Birchills is a residential area of Walsall in the West Midlands of England. The appropriate Walsall ward is Birchills Leamore. The population of this ward taken at the 2011 census was 14,775.

== Geography ==
It is situated several hundred yards west of the town centre and is an established area containing many different housing types, though Victorian/Edwardian terraced houses and inter-war council houses are the most frequent type.

== Amenities ==
Reedswood Park is located in Birchills, as is Pouk Hill - a hill which inspired a 1970s Slade song.

== Demographics ==
At the 2021 census, the ward profile population was 16,024 which includes the nearby suburb of Leamore. Of the findings, the ethnicity and religious composition of the ward was:

Birchills Leamore: Ethnicity: 2021 Census
| Ethnic group | Population | % |
| White | 11,444 | 71.4% |
| Asian or Asian British | 2,631 | 16.4% |
| Black or Black British | 1,138 | 7.1% |
| Mixed | 543 | 3.4% |
| Other Ethnic Group | 251 | 1.6% |
| Arab | 18 | 0.4% |
| Total | 16,024 | 100% |

The religious composition of the ward at the 2021 Census was recorded as:

Birchills Leamore: Religion: 2021 Census
| Religious | Population | % |
| Christian | 6,918 | 45.5% |
| Irreligious | 5,488 | 36.1% |
| Muslim | 2,102 | 13.8% |
| Sikh | 421 | 2.8% |
| Hindu | 144 | 0.9% |
| Other religion | 92 | 0.6% |
| Buddhist | 32 | 0.4% |
| Jewish | 6 | 0.2% |
| Total | 16,024 | 100% |

== Transportation ==
Birchills formerly was served by Birchills railway station which was on the Chase Line but closed in the 1930s.

== Estates ==
Several tower blocks, built during the 1960s, are situated in the east of Birchills, near Walsall town centre.

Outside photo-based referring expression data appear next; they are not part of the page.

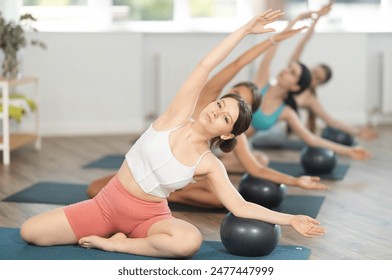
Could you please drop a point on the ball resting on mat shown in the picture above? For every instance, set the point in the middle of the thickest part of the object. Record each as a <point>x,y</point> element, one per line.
<point>248,237</point>
<point>316,160</point>
<point>261,191</point>
<point>337,136</point>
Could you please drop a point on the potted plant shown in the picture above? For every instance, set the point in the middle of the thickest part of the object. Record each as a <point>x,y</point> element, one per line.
<point>13,40</point>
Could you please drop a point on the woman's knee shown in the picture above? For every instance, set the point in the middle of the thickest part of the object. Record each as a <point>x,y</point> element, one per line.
<point>188,242</point>
<point>28,232</point>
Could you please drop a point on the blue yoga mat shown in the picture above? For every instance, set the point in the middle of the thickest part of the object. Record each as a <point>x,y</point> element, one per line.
<point>296,170</point>
<point>295,145</point>
<point>68,193</point>
<point>12,247</point>
<point>51,193</point>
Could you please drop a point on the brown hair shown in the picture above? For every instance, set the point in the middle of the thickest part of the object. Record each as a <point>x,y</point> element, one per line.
<point>240,126</point>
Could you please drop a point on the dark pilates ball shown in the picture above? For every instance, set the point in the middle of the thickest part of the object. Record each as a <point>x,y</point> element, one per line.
<point>337,136</point>
<point>248,237</point>
<point>317,160</point>
<point>261,191</point>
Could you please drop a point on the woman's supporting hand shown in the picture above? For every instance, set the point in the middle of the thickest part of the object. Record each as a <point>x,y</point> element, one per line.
<point>310,183</point>
<point>307,226</point>
<point>258,23</point>
<point>359,153</point>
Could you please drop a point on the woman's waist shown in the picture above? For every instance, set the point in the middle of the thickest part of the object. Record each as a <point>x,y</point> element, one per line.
<point>130,185</point>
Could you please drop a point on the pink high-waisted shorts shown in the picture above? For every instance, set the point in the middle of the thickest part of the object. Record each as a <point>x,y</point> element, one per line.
<point>115,210</point>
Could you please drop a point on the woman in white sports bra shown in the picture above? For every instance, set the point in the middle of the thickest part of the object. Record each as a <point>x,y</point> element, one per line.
<point>130,215</point>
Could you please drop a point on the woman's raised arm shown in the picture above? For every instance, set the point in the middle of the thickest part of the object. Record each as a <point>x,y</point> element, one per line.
<point>185,100</point>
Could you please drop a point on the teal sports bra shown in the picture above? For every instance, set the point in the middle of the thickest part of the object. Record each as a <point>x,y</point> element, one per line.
<point>261,121</point>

Murderer Raymond Leslie Morris was living in one of these flats with his wife at the time of his arrest on 4 November 1967.

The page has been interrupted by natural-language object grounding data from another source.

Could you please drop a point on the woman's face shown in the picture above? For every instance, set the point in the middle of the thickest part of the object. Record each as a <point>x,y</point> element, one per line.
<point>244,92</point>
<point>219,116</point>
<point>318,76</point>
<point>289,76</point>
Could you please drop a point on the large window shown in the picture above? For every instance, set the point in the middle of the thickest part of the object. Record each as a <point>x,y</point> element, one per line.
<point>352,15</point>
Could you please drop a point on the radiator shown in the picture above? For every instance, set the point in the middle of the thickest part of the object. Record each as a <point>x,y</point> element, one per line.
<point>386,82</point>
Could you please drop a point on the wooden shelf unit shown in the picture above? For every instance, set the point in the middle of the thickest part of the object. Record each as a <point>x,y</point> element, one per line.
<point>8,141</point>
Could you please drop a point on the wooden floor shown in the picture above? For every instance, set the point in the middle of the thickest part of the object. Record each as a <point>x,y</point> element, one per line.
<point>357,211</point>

== Birchills Power Station ==
A power station was opened in the north of Birchills in 1949, just a few years before the Beechdale council estate was developed at the far side. This power station served the Walsall area for 33 years until its closure in October 1982, although it was not demolished until March 1987. The site of the power station was redeveloped for housing and commerce during the 1990s.